By Kathy Chu, USA TODAY
Seven years in the credit-counseling business didn't prepare Ann Estes for the alarming trend she began noticing last fall:
As her clients' mortgage bills became unaffordable, a growing number of them began paying their credit card bills before
— and sometimes instead of — their mortgages.
"We've never seen anything like this," says Estes, who counsels clients by phone from her office in Richmond, Va. "Their
homes are at risk, and they know it. But people say, 'I don't want to let my credit cards go because that's my cash flow.' "
CHART: Changes in spending habits
Across the nation, credit counselors are reporting the same trend. Credit bureau analyses of consumer payment data
show that financially squeezed borrowers have begun paying their credit card and car bills before their mortgages. That's
a striking reversal from the norm, one that reflects rising desperation. It suggests that some people essentially have given
up trying to stay current with their mortgages and instead are focused on using credit cards to squeak by.
If the trend persists, many economists say, it could accelerate mortgage losses and further drag down the economy.

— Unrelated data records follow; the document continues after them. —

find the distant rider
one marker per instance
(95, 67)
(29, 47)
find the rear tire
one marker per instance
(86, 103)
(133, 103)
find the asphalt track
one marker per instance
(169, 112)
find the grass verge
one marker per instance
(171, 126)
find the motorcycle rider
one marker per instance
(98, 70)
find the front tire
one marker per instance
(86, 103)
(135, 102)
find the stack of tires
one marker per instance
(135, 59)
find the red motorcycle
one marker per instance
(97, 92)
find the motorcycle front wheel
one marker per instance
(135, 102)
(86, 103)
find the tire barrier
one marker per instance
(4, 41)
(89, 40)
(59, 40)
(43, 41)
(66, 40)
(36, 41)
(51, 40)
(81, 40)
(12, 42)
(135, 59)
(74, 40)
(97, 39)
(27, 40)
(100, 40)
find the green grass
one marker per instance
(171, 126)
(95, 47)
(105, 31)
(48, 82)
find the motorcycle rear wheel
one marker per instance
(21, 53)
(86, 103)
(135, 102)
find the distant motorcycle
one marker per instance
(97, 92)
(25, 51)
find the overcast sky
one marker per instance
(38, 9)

Rising living costs, along with cheap and plentiful credit, have led consumers to rely more on plastic to pay for necessities
they can't live without — and luxuries they don't want to do without. But as the economy weakens, consumers are starting
to spend less on discretionary items, such as furniture and electronics, and more on such necessities as groceries and
gas, according to government data. Such items increasingly are showing up on credit card bills.
"Everything's going up — dairy, gas, home taxes," says Christie Carlson, 34, a single mother of five children, ages 5 to 14,
in Tomah, Wis., who enrolled in a debt-management program after racking up $20,000 in card debt. "I'm trying to pay
more for everything in cash, but it's just impossible. It's not feasible right now to stop spending on the credit card."